Some of this thematic course change (and some humour) can probably be ascribed to Canadian filmmaker Don McKellar, who signed on as a co-writer for the film (which has parts in English, given it’s the story of a career paper company executive who’s laid off after Americans buy his workplace. The two have since worked together as showrunnerss for the HBO Vietnam War-set series The Sympathizer).

The story has been told before, originally by Donald Westlake in his 1997 horror thriller novel The Ax Subsequently, Costa-Gavras made his own 2005 film version, (The Axe), both the tale of a discarded career manager who is eventually willing to go to any lengths to regain the job that defined his life and lifestyle.

For its part, Park’s No Other Choice was named Best International film at the Toronto International Film Festival, is nominated for Best Picture at the Golden Globes, and remains on the Oscar shortlist, with nominations imminent.

That the tale has remained fresh nearly 30 years after the novel suggests how longstanding and entrenched is the notion that all jobs are in peril from the moment you’re hired, and the imposition of this is nearly always cruel (“There is no Iron Rice Bowl,” a union negotiator once told me, paraphrasing Mao, during my time as a union rep at my former workplace).

Man-Su (Squid Game’s Lee Byung-hun) is so confident of the security of his mid-management white collar job, that he feels he has the comfort zone to genially support his downscaling workforce. His “we’re all in this together” attitude lasts as long as his job does. Once cut loose, his struggle is entirely personal and self-centered.

When we’re introduced to his pampered household, we understand that Man-su is, in fact, one of those most in the cross-hairs in a merger. He’s a “legacy salary,” on the high end of a cost-cutting scale, at an age where his future value, and value on the job market, has declined.

His home is upper-middle-class opulent, and his wife Mi-ri (Son Ye-jin) makes it her life’s work to spend her husband’s generous income on beautiful things.

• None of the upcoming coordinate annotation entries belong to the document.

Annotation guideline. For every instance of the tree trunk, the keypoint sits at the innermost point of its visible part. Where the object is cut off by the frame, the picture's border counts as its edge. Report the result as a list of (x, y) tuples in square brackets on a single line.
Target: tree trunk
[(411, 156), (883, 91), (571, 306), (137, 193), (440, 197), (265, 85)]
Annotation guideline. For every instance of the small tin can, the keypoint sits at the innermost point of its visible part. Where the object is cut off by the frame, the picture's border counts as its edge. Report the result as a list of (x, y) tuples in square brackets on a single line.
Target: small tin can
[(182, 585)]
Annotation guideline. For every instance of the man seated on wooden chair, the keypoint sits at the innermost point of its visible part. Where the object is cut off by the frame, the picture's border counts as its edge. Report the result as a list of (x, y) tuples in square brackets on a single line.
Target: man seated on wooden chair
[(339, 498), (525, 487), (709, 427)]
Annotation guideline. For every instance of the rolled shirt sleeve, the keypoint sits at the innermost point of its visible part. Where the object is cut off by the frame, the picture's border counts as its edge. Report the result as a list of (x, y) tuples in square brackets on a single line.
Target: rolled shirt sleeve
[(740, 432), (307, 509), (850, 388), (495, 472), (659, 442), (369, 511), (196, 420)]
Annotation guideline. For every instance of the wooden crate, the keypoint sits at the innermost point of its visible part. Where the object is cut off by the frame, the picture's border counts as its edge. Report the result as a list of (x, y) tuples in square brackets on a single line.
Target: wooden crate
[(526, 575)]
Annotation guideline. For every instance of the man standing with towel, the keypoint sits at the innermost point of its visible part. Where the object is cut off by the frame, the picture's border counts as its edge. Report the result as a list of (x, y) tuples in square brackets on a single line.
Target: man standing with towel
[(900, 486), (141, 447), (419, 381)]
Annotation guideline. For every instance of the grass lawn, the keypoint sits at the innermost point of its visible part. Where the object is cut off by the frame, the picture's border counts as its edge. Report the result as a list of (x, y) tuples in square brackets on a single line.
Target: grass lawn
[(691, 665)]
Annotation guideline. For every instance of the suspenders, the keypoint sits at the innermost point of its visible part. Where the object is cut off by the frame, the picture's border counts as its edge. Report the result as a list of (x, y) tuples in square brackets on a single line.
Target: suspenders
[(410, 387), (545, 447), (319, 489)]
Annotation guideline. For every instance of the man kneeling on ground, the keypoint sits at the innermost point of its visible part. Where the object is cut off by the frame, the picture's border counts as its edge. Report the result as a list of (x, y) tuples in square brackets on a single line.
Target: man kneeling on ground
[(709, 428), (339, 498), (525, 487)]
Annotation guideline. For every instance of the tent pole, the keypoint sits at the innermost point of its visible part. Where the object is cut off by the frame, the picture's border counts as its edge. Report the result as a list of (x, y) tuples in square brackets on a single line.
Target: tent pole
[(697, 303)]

Unlike Parasite, No Other Choice shows us the income drain from higher up the scale, where the fall can seem trivial at first (his teenage stepson Si-one (Woo Seung Kim) is outraged that the sudden cost-cutting means losing Netflix), but can also be life-affecting (their neurodivergent daughter Ri-one (So Yul Choi) has prodigy level ability on the cello, but proper training and shaping of that talent is now out of financial reach).

Man-su goes through the motions, the meetings and the determined walks to appointments, his portfolio in hand, utterly rejected at each turn as his severance runs out. What’s left are temporary blue collar jobs, and Mi-ri returning to her former job as a dental hygienist, with former members of her social circle as her patients.

There’s no lightbulb that goes off in Man-su’s head that makes him consider the darkest approach to his job search. It’s a cumulative anger built on a year of rejection and diminution of his self-esteem. His anger is first focused on one of his interviewers, Seon-chul (Park Hee-soon), who is particularly dismissive and mockingly blunt. He will be his first attempted murder, albeit one that goes off the rails fairly quickly.

The attempt on Seon-chul, is followed by others on fellow job hunters –including Si-jo (Cha Seung-won) and Beom-mo (Lee Sung-min) - who Man-su assesses as being his chief competition. Some attempts succeed, despite the ineptitude of the wannabe murderer, and sometimes with the intervention of others. Digging body-sized holes at night is a repeated motif of No Other Choice as the movie settles into its darkly antic third act.

There are mistaken identities, accusations of adultery, mis-assumed suspects, and an ending of the be-careful-what-you-wish-for variety.

Well shot, well acted and with locations that vary from brutalist factory sites to beautiful nearby forests, No Other Choice is both believable and absurd as it unfolds. But its social relevance remains spot-on.